Xray indicated if any of: 1) age >55, 2) inability to wt bear immediately and in the ER, 3) isolated tenderness of the patella, 4) tenderness over head of the fibula, 5) inability to flex to 90 degrees.

-Substantially ↑ risk of death and major morbidity in the elderly.
-Hip # are classified by anatomic location and fracture type. The general categories include intracapsular (femoral neck and head) and extracapsular (intertrochanteric and subtrochanteric). Intracapsular # have higher rates of nonunion, malunion, and avascular necrosis of femoral head.
-Initial management: analgesia and consult ortho. Obtain blood for type and crossmatch in pts with any 2 of: age over 75 years, initial Hg ˂120, and a peritrochanteric fracture.
-Provide prophylaxis against thromboembolism and infection.
-Obtain an AP view of hip with max internal rotation, lateral view, and AP pelvis. If plain x-rays neg but pain ++ or clinical suspicion is high, MRI is best, but CT 2nd line.
-In elderly patients, determine the reason for any fall (eg, syncope, stroke), and assess for additional orthopedic and internal injuries (eg, intracranial hemorrhage, cervical spine fracture).
-Femoral neck # are intracapsular and have a tenuous blood supply. ↑ risk of Cx. Fracture-dislocations have greatest risk. A displaced hip # → significant groin pain; the leg → externally rotated and shortened. Typically little bruising. With insufficiency #, there may be no obvious history of trauma and the patient may complain of vague knee, buttock, groin, or thigh pain.

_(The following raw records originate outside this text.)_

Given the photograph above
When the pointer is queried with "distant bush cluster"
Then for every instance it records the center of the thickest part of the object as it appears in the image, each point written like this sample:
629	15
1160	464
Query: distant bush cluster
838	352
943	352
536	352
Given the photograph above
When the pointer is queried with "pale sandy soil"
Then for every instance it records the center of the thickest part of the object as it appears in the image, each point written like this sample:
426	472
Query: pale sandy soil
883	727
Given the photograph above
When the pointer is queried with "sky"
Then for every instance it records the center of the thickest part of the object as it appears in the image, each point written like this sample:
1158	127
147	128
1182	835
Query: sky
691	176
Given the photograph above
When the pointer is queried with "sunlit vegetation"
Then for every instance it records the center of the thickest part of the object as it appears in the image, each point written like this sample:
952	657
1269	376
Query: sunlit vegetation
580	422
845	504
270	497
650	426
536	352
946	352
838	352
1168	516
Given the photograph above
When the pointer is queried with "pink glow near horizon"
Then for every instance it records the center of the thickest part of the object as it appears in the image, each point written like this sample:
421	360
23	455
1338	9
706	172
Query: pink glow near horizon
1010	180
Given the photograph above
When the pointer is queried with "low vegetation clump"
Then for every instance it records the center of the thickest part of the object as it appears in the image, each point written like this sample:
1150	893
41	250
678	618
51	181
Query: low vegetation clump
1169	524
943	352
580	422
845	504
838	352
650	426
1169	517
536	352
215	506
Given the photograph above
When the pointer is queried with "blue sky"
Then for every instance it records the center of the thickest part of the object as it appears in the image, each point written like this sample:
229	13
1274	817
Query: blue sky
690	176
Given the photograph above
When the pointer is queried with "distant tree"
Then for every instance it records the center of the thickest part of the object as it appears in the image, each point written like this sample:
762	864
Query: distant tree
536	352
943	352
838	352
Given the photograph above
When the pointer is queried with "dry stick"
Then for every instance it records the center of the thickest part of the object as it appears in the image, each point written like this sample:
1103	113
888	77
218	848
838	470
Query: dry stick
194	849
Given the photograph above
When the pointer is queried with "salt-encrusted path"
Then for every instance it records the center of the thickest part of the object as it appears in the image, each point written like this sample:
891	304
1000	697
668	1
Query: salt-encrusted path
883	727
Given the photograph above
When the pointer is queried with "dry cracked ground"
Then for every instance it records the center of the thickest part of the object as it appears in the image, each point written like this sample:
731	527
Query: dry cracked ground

-Intertrochanteric # are extracapsular. Lower risk for Cx. Significant ecchymosis may be present. A large amount of blood can be lost into the thigh → closely monitor hemodynamic status.
-Assess the patient's ambulation, overall functional status, and medical comorbidities. Aside from those in severely debilitated patients, most hip fractures are treated surgically.
-Isolated fractures of the greater and lesser trochanters are typically avulsion fractures caused by forceful muscle contraction in active young adults. In the elderly, such injuries can occur from direct trauma (eg, fall), but have also been associated with pathologic fractures.